Trying to understand the different selfhosted monitoring solutions

Note: It seems my original post from last week didn't get posted on lemmy.world from kbin (I can't seem to find it) so I'm reposting it. Apologies to those who may have already seen this....

https://kbin.social/m/selfhosted@lemmy.world/t/279506

Trying to understand the different selfhosted monitoring solutions - selfhosted - kbin.social

Note: It seems my original post from last week didn't get posted on lemmy.world from kbin (I can't seem to find it) so I'm reposting it. Apologies to those who may have already seen this....

check_mk is what I use at home and at work, it’s a fork of nagios/icinga, works with agents, nagios plugins, or snmp, and if somehow you can’t find what you want to monitor, writing custom checks is as easy as writing a bash script

I opted for checkmk as well and don’t want to switch. It’s got a good default for Linux monitoring and it will tell me about random things to fix after reboots, or that memory/disc is getting low so I can fix it quickly.

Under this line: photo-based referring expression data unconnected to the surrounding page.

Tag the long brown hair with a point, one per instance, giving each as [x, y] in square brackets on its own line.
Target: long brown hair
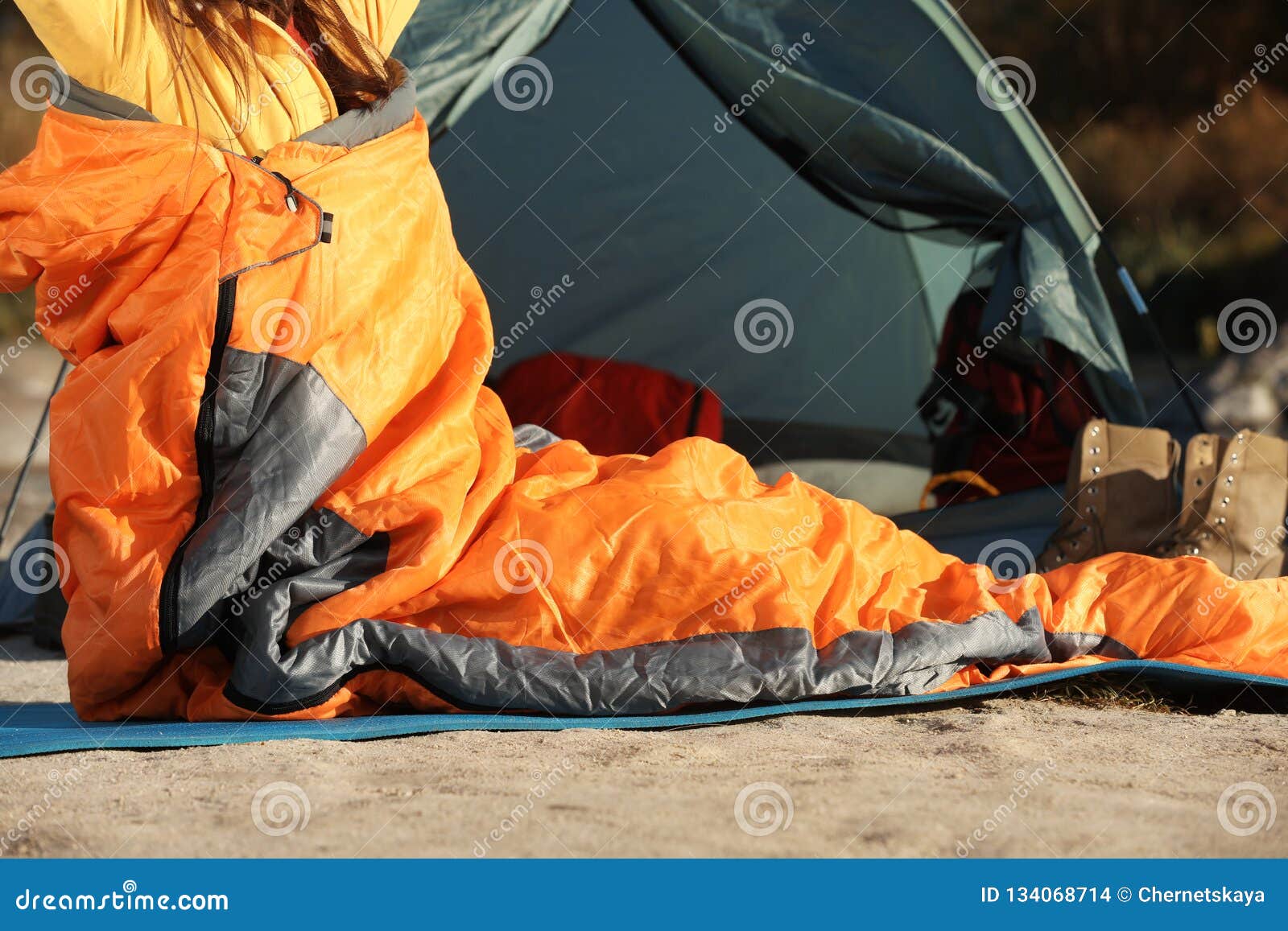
[352, 66]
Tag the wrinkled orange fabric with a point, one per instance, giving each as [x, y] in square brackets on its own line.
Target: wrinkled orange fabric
[126, 229]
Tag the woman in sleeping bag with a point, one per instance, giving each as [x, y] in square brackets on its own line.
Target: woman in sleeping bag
[283, 491]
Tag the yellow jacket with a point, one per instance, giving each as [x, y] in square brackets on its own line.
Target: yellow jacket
[114, 47]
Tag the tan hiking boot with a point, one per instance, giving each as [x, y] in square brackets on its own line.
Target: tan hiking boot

When monitoring 15 virtual machines on one physical the default of checking every minute for all machines raised the temp over 80 degrees Celsius on the physical machine and triggered a warning. Checking every five minutes is more that I need, so I went with that change.

That’s odd. I’m currently monitoring 17 vms on one host along with a handful of physical devices. Nothing like the issues you’ve encountered has happened.